For a business based in Lee, the prospect of a rate hike inevitably recalls the decision of Schweitzer-Mauduit International's decision to close four paper mills in Lee and Lenox Dale in 2007. There were a number of economic factors, but a critical one was an increase of $770,000 on that year's electricity bill issued by what was then the Western Mass. Electric Company. Ms. Begrowicz emphasized that the existence of Onyx is not threatened but the hike, if approved, "is absolutely going to affect growth." Mr. Stasiowski made the same point, and if Onyx, Interprint and other Berkshire businesses must curtail hiring and the purchasing of equipment to compensate for a larger electric bill, a struggling Berkshire economy will struggle even more.

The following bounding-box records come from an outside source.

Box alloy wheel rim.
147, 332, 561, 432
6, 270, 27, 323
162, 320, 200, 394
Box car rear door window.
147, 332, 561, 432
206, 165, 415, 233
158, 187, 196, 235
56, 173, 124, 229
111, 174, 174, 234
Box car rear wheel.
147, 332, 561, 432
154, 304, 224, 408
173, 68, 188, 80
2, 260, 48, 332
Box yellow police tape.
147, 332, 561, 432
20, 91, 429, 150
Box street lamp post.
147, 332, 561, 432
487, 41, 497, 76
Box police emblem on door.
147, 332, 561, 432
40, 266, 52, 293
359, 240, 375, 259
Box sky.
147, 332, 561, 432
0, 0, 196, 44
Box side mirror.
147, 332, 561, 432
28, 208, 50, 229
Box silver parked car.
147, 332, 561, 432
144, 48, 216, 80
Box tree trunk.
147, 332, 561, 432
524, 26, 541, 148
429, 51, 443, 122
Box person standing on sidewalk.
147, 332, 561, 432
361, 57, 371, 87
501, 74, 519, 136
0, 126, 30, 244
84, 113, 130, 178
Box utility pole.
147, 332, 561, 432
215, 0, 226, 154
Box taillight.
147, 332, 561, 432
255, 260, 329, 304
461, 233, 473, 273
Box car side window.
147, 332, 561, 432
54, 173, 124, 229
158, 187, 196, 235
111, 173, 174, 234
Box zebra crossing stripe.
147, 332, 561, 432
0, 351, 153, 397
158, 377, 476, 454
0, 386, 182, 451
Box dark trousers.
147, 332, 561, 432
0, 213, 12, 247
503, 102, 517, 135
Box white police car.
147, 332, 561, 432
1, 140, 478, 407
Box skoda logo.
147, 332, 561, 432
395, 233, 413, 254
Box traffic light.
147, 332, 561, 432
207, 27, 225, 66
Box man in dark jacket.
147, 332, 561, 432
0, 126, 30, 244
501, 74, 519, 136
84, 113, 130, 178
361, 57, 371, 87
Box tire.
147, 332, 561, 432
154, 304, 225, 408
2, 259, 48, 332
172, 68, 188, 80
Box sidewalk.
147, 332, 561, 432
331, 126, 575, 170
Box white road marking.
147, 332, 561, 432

Ms. Begrowicz told The Eagle that Onyx's $775,000 electricity bill for 2016 would increase incrementally to $1.2 million in 2019 if the rate hike was approved. In an interview with The Eagle, Pittsfield Schools Superintendent Jason McCandless said the impact on the city's 12 public schools would be "massive," adding to the woes of a department that is facing the prospect of teacher layoffs.

The disparity between the impact on the eastern and western regions of the state is also of concern. Eversource says it will raise $60 million in rate revenue from the east and $35 million from the west, which seems fair on the surface, but that $60 million would come from 1.2 million customers in the heavily populated east while only 215,000 customers — businesses, residents, municipal buildings and so on — which share the $35 million burden for the west. That translates to a $166 increase per customer in the west and $50 per customer increase in the east. The Berkshires shouldn't be subsidizing eastern electricity rates while it carries its only high burden.

Eversource says it is seeking to address a revenue deficiency of $35.7 million in the western end of the state and adds that it has been investing in better technology and other improvements. The company can certainly make a case for a rate hike increase, just not one that Mr. Stasiowski described as "insulting" because of the adverse impact on businesses of such a hike. Ms. Begrowitz also pointed out to The Eagle that her company is already hit with three rate increases a year by Eversource.

For traditional businesses, it appears too easy for Eversource to simply go to state regulators and request a rate hike without finding ways to cut its costs — which businesses like Onyx and Interprint will have to do if hit by the rate hike. Businesses that are unhappy with Eversource rate hikes also have no option of going to another source of electricity.

Eversource is asking DPU for permission to get a 10.5 percent increase in return on equity, compared to the 9.3 percent that was the average return on equity for utilities around the country in 2016. While 9.3 percent should be the absolute ceiling, its impact on Berkshire businesses would be only marginally less than the 10.5 percent increase, and that is without factoring in the unfair imbalance between east and west.

"When so many customers today are struggling to make ends meet and businesses are trying to lower their energy costs to maintain and grow jobs, it is time to return money to customers, not to raise their electric bills," Attorney General Healey testified at a state Department of Public Utilities hearing in Springfield late last month. Ms. Healey will testify at Monday's hearing, which will be held at 6 p.m. at the Berkshire Athenaeum. We urge the DPU to deny Eversource's rate hike request. Eversource has not made an adequate case for it the businesses, municipalities and residents that will be punished by it.